Competition is part of this game. The older I get, the more I realize it is part of most things in life. If you let it, competition can seep into anything.
- “Did they get a better grade on that test?”
- “Is their job offer for more money than mine?”
- “How did my ex find a new partner faster than I did?”
- “Is their house bigger than ours?”
Competition is a necessary part of many things. It can be very motivating. But, I have also learned, you have to keep it in its place. Some of my best friends are people who I have been competing with for all 18 of those aforementioned years. If we let competition out of the show arena (ok – I guess it belonged in our water balloon fights … if you know, you know), we probably wouldn’t be friends today.
I think that’s because we didn’t learn anything too valuable about being first, second, or last. We learned that day we were the best, second best, or worst. And we learned how to process those emotions. But the experience kind of ended there.
Now figuring out how to transition from competing against each other for a national championship, to filling up 100 water balloons together in a matter of 30 minutes, was something worthwhile. Sometimes one of us needed an extra five minutes to cry it out in the dressing room, but so is life.
As a 28-year-old woman now, I realize we were balancing a very complex thing as 10, 11, 12, and 15-year-old kids. We sought validation from judges on national stages, while still embracing our adolescence. Those were big, important lessons we didn’t even realize we were learning.

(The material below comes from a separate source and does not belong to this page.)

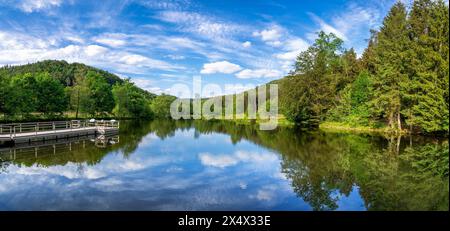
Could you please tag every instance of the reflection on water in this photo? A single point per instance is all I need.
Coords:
(198, 165)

I naturally draw on these experiences often in my personal and professional life. I’ve learned to know the difference between a competitive and a collaborative moment. Subsequently, I’ve realized that you get a lot more from the highly collaborative ones than the highly competitive ones. I’ve been lucky enough to come out first in highly competitive environments. It felt really good, but I can’t say I garnered much more insight than the desire to chase that emotion. But, highly collaborative moments generate lessons over and over.
So, when you find yourself in highly competitive environments, look for the things that will teach you something beyond chasing an emotional high. There are valuable lessons to be learned if you give yourself the right perspective.
And to the kids who are competing at youth nationals this week, I promise we reminisce more often about the water balloon fights than we do about class placings.
An affirmation to try: When I am in a competitive environment, I will be content with doing my best.